Sono belle le parole che esprimono amore nei post di molti Fratelli e Sorelle. Per me rimane un sentimento difficile da definire, aldilà della connotazione profana cui usualmente ci si riferisce. E ogni volta che vi leggo, desidero sapere e mi chiedo, ad esempio, quando e come si percepisca? E soprattutto cosa sia. È un sentimento che travalicando spazio e tempo, si estende a tutta l’umanità, configurandosi in uno status del proprio essere? o è verso quelle persone che s’incrocino in strada o in qualsiasi altro luogo, delle quali si percepisca magari anche solo la presenza? o verso coloro coi quali s’intessa anche solo una minima casuale relazione? oppure occorre che siano conoscenti, colleghi? o che siano amici? o è verso coloro che chiedono aiuto alla Miriam? E in concreto, se può esser difficile descrivere cosa si provi, è possibile dire come si manifesta? Ad esempio, se a un angolo della strada che si percorre usualmente, dimora un senzatetto che non ha cibo ha freddo è sudicio ha ginocchia e caviglie tumefatte e dolenti e chiede aiuto, si prova amore verso lui?

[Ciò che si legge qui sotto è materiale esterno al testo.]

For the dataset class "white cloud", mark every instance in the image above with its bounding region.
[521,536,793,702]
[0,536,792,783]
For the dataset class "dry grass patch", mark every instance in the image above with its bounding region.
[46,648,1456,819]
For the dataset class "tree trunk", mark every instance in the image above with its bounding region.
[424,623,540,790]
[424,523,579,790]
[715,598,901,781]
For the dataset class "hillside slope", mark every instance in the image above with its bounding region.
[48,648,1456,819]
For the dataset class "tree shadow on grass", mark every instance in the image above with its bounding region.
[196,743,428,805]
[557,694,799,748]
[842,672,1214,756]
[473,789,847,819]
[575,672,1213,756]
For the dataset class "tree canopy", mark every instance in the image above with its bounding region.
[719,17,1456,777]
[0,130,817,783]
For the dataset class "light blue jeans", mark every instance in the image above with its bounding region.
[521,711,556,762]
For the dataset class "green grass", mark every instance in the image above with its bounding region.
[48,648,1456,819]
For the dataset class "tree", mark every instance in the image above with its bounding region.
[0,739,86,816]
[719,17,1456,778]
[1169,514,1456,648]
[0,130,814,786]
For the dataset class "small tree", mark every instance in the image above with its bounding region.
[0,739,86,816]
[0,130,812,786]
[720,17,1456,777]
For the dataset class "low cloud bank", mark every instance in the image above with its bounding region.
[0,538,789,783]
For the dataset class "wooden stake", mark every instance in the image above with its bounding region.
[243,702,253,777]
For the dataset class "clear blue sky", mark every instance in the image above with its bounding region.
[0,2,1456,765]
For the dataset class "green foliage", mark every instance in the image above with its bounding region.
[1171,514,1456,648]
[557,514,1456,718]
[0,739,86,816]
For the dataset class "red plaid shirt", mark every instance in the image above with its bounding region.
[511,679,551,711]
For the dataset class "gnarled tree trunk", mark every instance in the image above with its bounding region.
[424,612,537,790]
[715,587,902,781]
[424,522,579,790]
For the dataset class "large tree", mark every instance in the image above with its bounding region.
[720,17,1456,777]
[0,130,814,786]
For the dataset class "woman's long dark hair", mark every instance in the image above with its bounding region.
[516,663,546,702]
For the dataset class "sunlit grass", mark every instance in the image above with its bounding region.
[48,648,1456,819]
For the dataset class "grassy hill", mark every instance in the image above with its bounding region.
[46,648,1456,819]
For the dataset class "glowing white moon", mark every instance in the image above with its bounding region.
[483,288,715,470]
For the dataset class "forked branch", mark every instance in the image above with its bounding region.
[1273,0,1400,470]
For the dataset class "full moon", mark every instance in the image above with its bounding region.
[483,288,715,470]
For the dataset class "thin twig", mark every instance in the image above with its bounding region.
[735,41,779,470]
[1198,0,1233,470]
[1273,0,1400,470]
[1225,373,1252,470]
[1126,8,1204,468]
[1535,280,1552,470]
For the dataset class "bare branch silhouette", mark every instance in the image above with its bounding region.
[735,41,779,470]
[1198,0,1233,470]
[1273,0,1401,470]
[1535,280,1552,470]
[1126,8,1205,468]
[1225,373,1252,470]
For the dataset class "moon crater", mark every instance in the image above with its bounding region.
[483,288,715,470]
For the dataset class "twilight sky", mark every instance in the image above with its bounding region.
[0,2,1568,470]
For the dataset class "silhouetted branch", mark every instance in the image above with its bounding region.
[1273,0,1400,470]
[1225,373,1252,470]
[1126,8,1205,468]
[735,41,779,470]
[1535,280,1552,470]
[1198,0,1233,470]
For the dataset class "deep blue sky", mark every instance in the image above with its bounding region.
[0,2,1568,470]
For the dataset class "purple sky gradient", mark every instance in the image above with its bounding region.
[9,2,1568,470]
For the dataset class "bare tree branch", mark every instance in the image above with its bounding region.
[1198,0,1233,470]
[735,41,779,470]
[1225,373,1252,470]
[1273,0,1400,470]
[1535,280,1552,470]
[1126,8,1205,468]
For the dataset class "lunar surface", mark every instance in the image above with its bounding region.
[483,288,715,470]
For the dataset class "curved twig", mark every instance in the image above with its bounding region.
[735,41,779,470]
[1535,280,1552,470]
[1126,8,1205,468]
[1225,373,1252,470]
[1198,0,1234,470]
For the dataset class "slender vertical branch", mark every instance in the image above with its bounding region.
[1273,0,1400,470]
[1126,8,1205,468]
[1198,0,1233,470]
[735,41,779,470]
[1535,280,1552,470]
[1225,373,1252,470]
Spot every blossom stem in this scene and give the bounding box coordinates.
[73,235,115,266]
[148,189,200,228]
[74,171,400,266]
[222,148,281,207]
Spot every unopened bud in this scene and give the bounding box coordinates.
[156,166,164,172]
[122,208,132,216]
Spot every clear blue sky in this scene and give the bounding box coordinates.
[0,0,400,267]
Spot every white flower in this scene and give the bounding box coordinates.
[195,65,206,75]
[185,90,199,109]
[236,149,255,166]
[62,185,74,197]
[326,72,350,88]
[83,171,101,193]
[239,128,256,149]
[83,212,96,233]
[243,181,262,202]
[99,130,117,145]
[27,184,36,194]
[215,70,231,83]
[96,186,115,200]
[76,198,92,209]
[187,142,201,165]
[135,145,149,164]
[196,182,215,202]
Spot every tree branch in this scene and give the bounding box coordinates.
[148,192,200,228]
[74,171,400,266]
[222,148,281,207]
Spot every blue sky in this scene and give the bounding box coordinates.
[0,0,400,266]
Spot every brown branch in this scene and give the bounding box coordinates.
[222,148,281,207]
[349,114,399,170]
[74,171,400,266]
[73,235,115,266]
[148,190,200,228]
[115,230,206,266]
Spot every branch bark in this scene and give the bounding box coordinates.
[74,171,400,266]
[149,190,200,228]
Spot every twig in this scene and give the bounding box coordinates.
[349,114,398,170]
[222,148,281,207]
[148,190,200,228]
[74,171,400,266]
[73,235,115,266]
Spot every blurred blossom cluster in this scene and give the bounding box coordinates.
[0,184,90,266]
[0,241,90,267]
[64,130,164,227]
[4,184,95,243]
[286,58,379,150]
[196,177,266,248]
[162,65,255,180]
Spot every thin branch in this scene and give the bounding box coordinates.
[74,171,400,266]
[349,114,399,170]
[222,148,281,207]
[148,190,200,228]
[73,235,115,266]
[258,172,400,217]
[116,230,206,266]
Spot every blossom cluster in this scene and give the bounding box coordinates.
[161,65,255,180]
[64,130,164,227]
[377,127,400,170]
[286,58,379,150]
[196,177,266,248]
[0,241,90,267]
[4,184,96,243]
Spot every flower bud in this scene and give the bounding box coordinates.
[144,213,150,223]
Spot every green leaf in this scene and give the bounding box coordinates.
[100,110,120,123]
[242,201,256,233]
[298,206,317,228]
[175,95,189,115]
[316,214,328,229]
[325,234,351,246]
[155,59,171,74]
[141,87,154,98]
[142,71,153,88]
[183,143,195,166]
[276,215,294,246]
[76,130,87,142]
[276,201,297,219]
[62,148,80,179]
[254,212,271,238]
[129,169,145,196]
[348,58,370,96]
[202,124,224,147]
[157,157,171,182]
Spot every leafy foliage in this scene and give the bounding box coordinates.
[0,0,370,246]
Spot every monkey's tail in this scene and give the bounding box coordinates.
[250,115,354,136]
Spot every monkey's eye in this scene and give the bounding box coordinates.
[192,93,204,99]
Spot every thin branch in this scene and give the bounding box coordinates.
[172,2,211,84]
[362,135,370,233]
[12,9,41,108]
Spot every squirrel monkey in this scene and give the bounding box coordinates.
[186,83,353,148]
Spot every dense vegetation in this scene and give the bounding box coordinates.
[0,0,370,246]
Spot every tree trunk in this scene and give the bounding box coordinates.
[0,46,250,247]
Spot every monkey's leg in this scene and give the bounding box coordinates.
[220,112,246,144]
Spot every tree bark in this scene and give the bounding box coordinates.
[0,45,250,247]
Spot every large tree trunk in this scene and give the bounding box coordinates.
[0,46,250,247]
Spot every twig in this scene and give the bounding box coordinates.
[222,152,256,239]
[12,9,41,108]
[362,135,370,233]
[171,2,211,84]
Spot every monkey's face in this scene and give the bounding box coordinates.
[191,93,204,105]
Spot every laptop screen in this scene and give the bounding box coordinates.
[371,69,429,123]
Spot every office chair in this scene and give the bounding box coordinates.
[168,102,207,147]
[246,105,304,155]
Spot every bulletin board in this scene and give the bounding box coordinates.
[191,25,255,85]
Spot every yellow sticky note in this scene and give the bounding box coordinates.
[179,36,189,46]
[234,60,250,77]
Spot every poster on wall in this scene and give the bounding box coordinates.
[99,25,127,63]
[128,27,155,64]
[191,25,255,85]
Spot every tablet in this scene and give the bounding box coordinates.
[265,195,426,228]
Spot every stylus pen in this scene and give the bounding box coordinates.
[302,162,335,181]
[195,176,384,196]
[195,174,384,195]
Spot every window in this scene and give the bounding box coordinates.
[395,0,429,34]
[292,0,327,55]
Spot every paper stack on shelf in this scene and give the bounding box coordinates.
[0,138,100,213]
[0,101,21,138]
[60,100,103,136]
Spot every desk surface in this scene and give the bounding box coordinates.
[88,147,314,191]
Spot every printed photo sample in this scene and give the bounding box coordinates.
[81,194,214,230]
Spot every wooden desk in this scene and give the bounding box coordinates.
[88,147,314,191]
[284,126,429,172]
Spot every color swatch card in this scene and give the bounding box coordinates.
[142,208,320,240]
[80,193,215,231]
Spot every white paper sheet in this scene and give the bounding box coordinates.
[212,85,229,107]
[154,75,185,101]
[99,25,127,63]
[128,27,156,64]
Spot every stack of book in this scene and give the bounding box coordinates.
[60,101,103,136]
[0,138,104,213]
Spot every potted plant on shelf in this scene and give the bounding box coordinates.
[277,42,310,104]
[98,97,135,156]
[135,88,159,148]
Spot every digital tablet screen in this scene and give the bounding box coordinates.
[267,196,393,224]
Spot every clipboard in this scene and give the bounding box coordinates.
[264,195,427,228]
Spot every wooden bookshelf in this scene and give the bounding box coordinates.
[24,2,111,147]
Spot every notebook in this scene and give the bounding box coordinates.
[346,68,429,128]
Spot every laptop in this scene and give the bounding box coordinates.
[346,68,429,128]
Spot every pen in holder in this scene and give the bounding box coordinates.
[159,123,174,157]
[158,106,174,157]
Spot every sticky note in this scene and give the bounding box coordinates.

Non saprei rispondere alle tue domande, Buteo, e suppongo anche che molte risposte potrebbero essere troppo intellettuali o troppo misticheggianti. Una piccola cosa mi sento di condividere, abbastanza ovvia, siamo tutti qui per entrare in contatto con questo Amore e tutte le pratiche che facciamo ci avvicinano un passettino alla volta a questo agognato contatto. Ars longa vita brevis.